I've got a few questions about some points in the paper. When you mention that adversarial examples aren't real features, does that also mean that using FGSM and its optimal perturbations isn't helpful for tasks other than classification?

Also, with non-robust features, starting from noise results in final images that look like noise, but when you feed them into a classifier, they still get classified with high probability. Have you looked into how starting from noise or from an image affects classification confidence?

And what's the difference between generating optimal perturbations with FGSM and creating non-robust features?

Thank you

Charles20021201 commented 5 months ago

Hi, Thanks for reading our work! I may answer your questions as follows:

(1) Do you mean "transferable" by "helpful"? As we show experimentally, the adversarial perturbations hardly transfer between paradigms (Generative v.s. discriminative). I believe FGSM is likely to behave similarly to the PGD attack considered in the paper.

(2) Yes. We observed that non-robust datasets construced from noise (denoted as D_noise) exhibited worse performance than those constructed from natural images (denoted as D_natural). For example, using the CIFAR10 dataset, a ResNet-18 trained on D_noise achieves around 30% lower test accuracy than that trained on D_natural.
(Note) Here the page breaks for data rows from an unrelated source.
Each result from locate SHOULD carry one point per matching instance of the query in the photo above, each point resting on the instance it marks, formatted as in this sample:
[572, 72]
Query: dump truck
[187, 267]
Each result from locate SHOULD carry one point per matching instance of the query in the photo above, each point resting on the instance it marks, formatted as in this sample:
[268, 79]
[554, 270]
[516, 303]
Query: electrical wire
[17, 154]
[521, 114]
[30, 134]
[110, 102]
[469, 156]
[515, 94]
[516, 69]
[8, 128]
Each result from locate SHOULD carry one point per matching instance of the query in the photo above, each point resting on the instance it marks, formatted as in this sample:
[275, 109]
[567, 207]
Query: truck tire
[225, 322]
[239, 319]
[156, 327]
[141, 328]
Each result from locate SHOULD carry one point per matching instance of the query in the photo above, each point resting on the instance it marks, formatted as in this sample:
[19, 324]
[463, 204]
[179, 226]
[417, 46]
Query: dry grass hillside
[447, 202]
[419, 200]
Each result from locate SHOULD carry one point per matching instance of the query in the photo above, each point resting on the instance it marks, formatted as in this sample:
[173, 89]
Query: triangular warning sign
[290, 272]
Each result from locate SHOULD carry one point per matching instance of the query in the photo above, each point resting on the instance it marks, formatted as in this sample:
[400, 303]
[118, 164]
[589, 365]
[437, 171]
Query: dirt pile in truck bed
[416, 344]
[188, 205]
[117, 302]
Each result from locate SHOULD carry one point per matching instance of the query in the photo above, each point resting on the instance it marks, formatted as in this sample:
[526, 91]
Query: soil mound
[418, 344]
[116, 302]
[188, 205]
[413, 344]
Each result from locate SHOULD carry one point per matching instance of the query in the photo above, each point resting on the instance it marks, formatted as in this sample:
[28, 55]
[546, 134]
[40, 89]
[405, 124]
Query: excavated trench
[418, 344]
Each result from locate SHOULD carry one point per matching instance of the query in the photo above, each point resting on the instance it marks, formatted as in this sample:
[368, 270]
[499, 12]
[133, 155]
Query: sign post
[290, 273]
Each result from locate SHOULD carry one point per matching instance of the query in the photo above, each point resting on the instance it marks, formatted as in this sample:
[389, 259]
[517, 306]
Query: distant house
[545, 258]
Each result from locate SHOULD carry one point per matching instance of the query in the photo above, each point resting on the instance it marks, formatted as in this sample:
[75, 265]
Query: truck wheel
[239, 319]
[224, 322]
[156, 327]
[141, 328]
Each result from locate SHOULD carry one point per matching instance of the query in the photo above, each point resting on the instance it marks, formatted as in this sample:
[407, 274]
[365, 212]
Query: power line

(3) First of all, I am afraid that FGSM does NOT bring optimal perturbations since there are many stronger adversarial attacks, e.g., PGD and CW attack. FGSM, which is essentially an optimization algorithm, can be used to find non-features.

If there are more questions, just ask! Charles

DeepOceanDeep commented 5 months ago

Thanks for your thoughts and answers @Charles20021201 Regarding Question3 I mean, is there any difference between optimal perturbation achieved by attacks like FGM, PGD, CW, etc. and non-robust features? I feel these are the same concepts under different name.

Charles20021201 commented 5 months ago

Thanks for your thoughts and answers @Charles20021201 Regarding Question3 I mean, is there any difference between optimal perturbation achieved by attacks like FGM, PGD, CW, etc. and non-robust features? I feel these are the same concepts under different name.

Hi, I would say there are still subtle differences between adversarial perturbations and non-robust features. For example, consider using PGD to attack a robustly trained model. Since the robust model mostly relies on robust features, the resulting adversarial perturbations are more like robust features rather than non-robust ones. But your intuition is mostly correct, given a natural model and some data, adversarial attacks are indeed the most common way to find non-robust features

DeepOceanDeep commented 5 months ago

Thanks very very much @Charles20021201 for your insight and helpful answer. Appreciate it!